Potential future topics:

Flow (Max Flow, Min Cost Flow, Matchings)
Data structures (Disjoint Sets, SegTrees, FenwickTrees, Link-Cut trees)
String Algorithms (KMP, Z-algorithm, Karp-Rabin, Suffix Arrays)
Number Theory (GCD, Factoring, Primality Testing, Arithmetic mod p)
Geometric Algorithms (Geometric primitives, Sweep Line, Canonical Form)
FFT (over Complex Numbers, over Finite Fields)
Linear Algebra (Linear Programming, Gaussian Elimination)
Greedy Algorithms

Grading

This course is 5 units. Each week you will be given several problems to try to solve during class. You will be allowed (for half credit) to solve these problems during the week after the contest ends. You can also get credit for solving problems during rated contests on Codeforces. (This site run rated contests approximately every two weeks.)

Let me be more specific. Each problem that we give has some number of points between 0.5 and 3. Let X be the total number of points of the problems you solve in class. Let X' be the total number points of the problems you solve in the week after class. Let Y be the number of Codeforces problems you solve. (Y only counts problems B, C, etc. (NOT A, they're too easy) solved during rated contests. Virtual contests are not rated.) Your score in the course is X + X'/2 + Y.

Here is how your grade is determined:

score ≥ 25: A
score ≥ 15: B
score ≥ 10: C
score ≥   5: D

Rules

You can make use of generic on-line resources while solving problems. These include things like language documentation, API documentation, algorithm descriptions, terminology, etc. You should not search for or make use of code written by others to solve the specific assigned problem.

If you're stuck on a problem, you are welcome to discuss it with another student in the class, or the course staff. Keep the level down so as not to disturb those around you.

Logistics

Resources

A great way to get started and to improve is via the USACO training site. They've developed a series of lessons along with corresponding problems.

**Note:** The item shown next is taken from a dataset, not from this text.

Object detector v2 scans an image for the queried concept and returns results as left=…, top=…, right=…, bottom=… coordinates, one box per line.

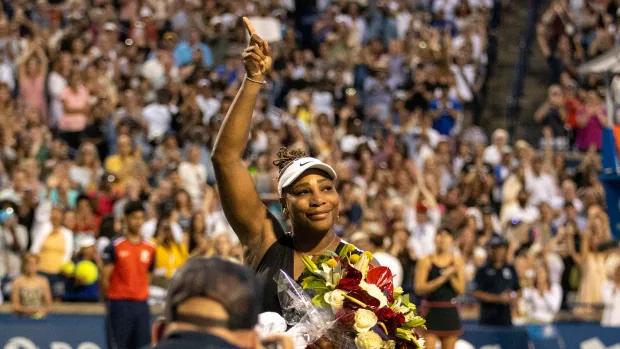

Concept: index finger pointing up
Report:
left=243, top=17, right=256, bottom=37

It will take you from a beginner to a strong contest programmer.

There are a number of excellent tutorials on the algorithms and techniques needed to solve these kinds of contest programs on Topcoder's Data Science Tutorials web site.

You can also do old problems on codeforces. Just go to codeforces.com/contests and click "enter" on any of the contests. You can then try solving problems. You can also go to the scoreboard of the contest and click on other people's solutions to see their code. This is a great way to learn.

Feel free to contact (email or stop by) the instructor or the TA any time to discuss problems, including during class.

Here are a few tutorials about important algorithms:

A segment tree implementation and tutorial.
Lecture Notes about min cost flow, along with an implementaiton.
Union-Find Lecture Notes.
Range Trees (AKA Fenwick Trees)
Link-Cut Trees (See detailed comments in this codeforces submission.)